November 26, 2020 - 9:00 pm
In 1965, William F. Buckley, the founder of National Review magazine and, as much as anyone, of modern American conservatism, ran for mayor of New York City. It was a quixotic endeavor. When asked what he’d do if he won, he responded, “Demand a recount.”
Buckley ran, in other words, not to win a campaign but to win an argument. It was a three-way race, but he really had only one opponent: John Lindsay, the Republican candidate. Lindsay was a liberal Republican back when that didn’t sound oxymoronic.
Buckley ran partly for fun but also to argue that there was no difference between the Republican and Democratic parties in New York — and perhaps nationally.
From Buckley’s vantage point, the only reason Lindsay was running as a Republican was expediency. If being a Democrat shortened the climb to power, Lindsay would have called himself a Democrat (which he eventually did).
The prior year, the GOP was crushed in a presidential election defeat of historic proportions. Lyndon Johnson trounced Barry Goldwater, the leader of what was then still called “the New Conservatism,” with 61 percent of the popular vote and 486 electoral votes. Goldwater’s defeat had much to do with the emotional fallout from the Kennedy assassination, but the margin of his loss was due to centrist and liberal Republicans refusing to back his candidacy.
Buckley’s mayoral run signaled that the conservative project was not dead. Fifteen years later, Ronald Reagan’s presidential victory was a win for the GOP nationally and a triumph for conservatives within the GOP.
I bring all of this up to set the stage for something Buckley said in 1965. “For some people,” he declared, “politics is the ultimate concern. Of them, it can be said they are serious about politics, in the sense in which Mr. John Lindsay is serious about politics. He is as serious about politics as, for instance, a flagpole-sitter is serious about flagpoles. Politics sustains Mr. Lindsay, even as the flagpole sustains the flagpole-sitter. Others care less for politics than for the end of politics. We climb flagpoles, but only in order to look at the horizon.”

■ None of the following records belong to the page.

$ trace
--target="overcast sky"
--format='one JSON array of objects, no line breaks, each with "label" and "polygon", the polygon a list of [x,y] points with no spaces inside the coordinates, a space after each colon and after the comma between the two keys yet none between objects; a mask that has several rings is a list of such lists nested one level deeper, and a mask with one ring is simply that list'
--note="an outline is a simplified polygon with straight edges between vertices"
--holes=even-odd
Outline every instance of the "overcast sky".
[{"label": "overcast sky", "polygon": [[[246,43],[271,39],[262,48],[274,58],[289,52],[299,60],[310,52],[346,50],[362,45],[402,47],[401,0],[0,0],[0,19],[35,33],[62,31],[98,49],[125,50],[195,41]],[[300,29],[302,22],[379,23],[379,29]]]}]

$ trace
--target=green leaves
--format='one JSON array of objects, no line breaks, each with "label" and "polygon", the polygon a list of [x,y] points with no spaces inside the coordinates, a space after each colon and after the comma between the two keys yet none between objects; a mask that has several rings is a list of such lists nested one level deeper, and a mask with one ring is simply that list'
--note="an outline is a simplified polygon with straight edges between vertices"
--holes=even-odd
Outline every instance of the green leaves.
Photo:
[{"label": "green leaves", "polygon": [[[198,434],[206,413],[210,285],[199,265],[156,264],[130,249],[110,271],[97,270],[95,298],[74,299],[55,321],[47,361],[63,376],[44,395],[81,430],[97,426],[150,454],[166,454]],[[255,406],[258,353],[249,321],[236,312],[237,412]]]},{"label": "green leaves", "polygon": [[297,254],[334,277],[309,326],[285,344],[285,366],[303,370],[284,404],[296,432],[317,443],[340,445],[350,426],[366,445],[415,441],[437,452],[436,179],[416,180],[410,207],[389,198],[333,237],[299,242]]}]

Conservatives climbed to the top of the GOP as a means to an end: to move American politics toward a more conservative horizon. They had their victories, from Reagan’s Cold War triumph to the rise of the conservative legal movement to the rejection of sclerotic economic policies that bedeviled many other democratic nations.
The conservative takeover also had a number of failures. One not often discussed is that it helped fuel the ideological polarization of our politics.

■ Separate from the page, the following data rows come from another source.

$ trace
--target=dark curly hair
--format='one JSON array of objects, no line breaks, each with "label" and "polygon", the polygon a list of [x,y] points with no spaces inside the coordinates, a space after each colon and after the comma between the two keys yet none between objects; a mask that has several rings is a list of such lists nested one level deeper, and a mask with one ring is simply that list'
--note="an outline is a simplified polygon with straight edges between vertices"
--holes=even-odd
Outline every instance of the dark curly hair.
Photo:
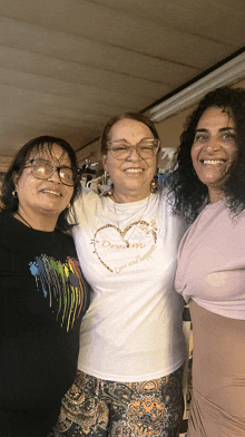
[{"label": "dark curly hair", "polygon": [[197,217],[208,197],[207,186],[194,171],[190,149],[199,118],[213,106],[222,108],[233,118],[236,132],[237,158],[231,165],[223,187],[226,206],[234,215],[245,208],[245,89],[220,87],[206,94],[187,118],[176,153],[177,165],[165,182],[174,212],[184,215],[188,223]]},{"label": "dark curly hair", "polygon": [[[70,200],[70,205],[74,204],[75,197],[80,191],[80,181],[78,178],[78,167],[77,167],[77,158],[72,147],[65,139],[57,138],[53,136],[40,136],[31,139],[24,146],[20,148],[13,158],[8,172],[6,173],[3,184],[2,184],[2,195],[1,195],[1,207],[2,212],[14,213],[18,210],[19,201],[18,197],[13,197],[12,192],[14,191],[14,182],[13,177],[18,175],[21,176],[26,162],[29,159],[32,152],[49,152],[52,156],[52,147],[55,145],[60,146],[63,149],[63,154],[68,154],[71,163],[71,169],[74,173],[74,194]],[[57,221],[57,227],[60,231],[67,231],[72,227],[74,224],[68,222],[68,208],[62,211]]]}]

In 1965, if you asked someone if they were a Republican or a Democrat, you’d need to ask a follow-up question to find out if they were a conservative or a liberal. Not anymore.
This is a failure, not because the right is solely to blame or because polarization is the worst thing in the world. It was a failure because the whole point of the takeover wasn’t to have the GOP as a plaything or a jobs program for right-wingers, but to actually move the country rightward. And that requires using the party to persuade people to join it, and by extension the conservative cause.
Whereas Buckley’s generation saw the party as a tool for conservative gains, today’s ambitious Republicans see conservatism as a malleable tool for personal and partisan gain. They proclaim that the conservatism of Buckley and Reagan has outlived its usefulness, as have such horrors as “market fundamentalism” — a fancy new term used by some GOP pols to condemn capitalism from the right. And those are the more intellectual pole-sitters. For the more tribal and cynical, conservatism is merely the name of a partisan team whose uniform comes with a bright red hat.
Conservatism was never a static dogma, but if its definition is simply going to be whatever politicians want it to mean to get elected, why bother calling it conservatism at all?